Abstract: Workforce shortages, lack of diversity, and challenging student transitions from college into the construction profession remain a huge concern. There is the need for construction educators to target, attract, and prepare minority students who persist into construction professional roles and contribute to industry advancements. Identity theories emphasize that students’ lived experiences shape their professional identity development processes and career decisions; and, in the long-term, influence students’ persistence and career success. Construction students with strong professional identities are likely to persist and have smoother transitions into construction professions (CPs). However, little is known about the lived experiences of construction students, particularly students at historically black colleges and universities (HBCUs); and, how these experiences influence their construction professional identity development (CPID). Consequently, the purpose of this research was to gain insights into HBCU students’ lived experiences and how their CPID evolved across four educational stages. Using a self-reporting survey instrument in a mixed methods approach, 45 HBCU construction students described experiences that influenced their CPID and rated their own CPID using a five-point Likert scale.
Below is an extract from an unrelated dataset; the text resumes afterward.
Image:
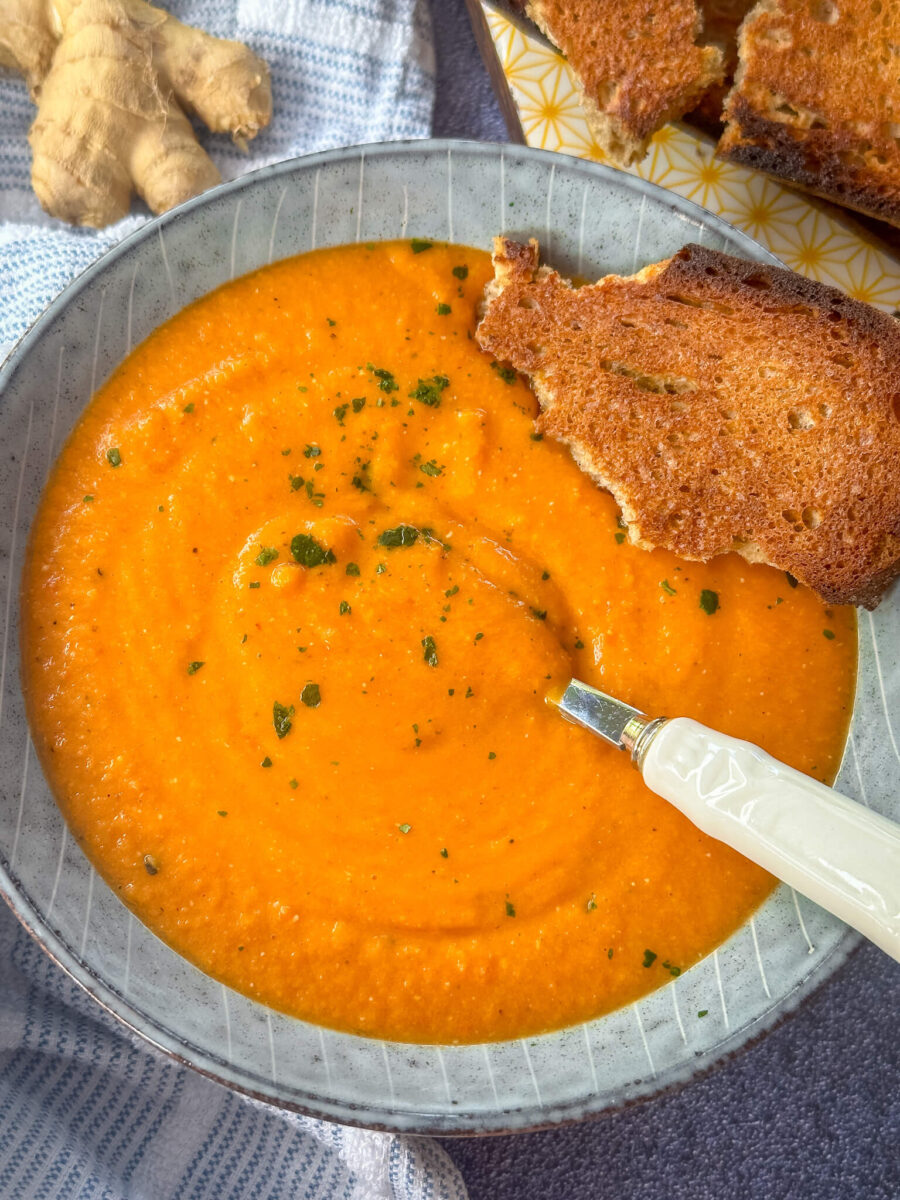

Data analysis involved weighted means and descriptive analysis of frequently occurring words and emerging thematic categories. T-tests were used to assess the statistical significance of differences existing between different categories of students.
Results showed that across the four educational stages, seven thematic categories (technology, engineering, science, fine/performing arts, sports, arts, and non-degree) of evolving career interests emerged from the data analysis. Majority of CP career decisions occurred at the middle-school age, making it a critical time to introduce age-appropriate construction learning opportunities. The six thematic categories that emerged from students’ reasons for switching career interests were psychological, experiential, academic, physical, social, and economic; and these reasons corresponded with the educational stages. While pre-college reasons for switching career interests were mostly associated with new knowledge and experiences, college reasons were associated with barriers that hindered students’ progression. HBCU construction students had positive perceptions of their own CPID with a high sense of belonging, self-efficacy, and self-recognition. CPID was neither gender nor classification dependent. However, it was most influenced by personal, academic, and industrial experiences. Furthermore, students indicated a strong preference for hands on activities, industry connections, and instructor preparation because these enhanced their CPID.
Empirical findings provide insights into CPID to inform educational practices and policies for the early targeting, attraction, preparation, and persistence of construction students, particularly at HBCUs. In the long term, effective practices and policies could increase the quantity and quality of CPs towards a more competent and diverse workforce for the development of 21st century built environments.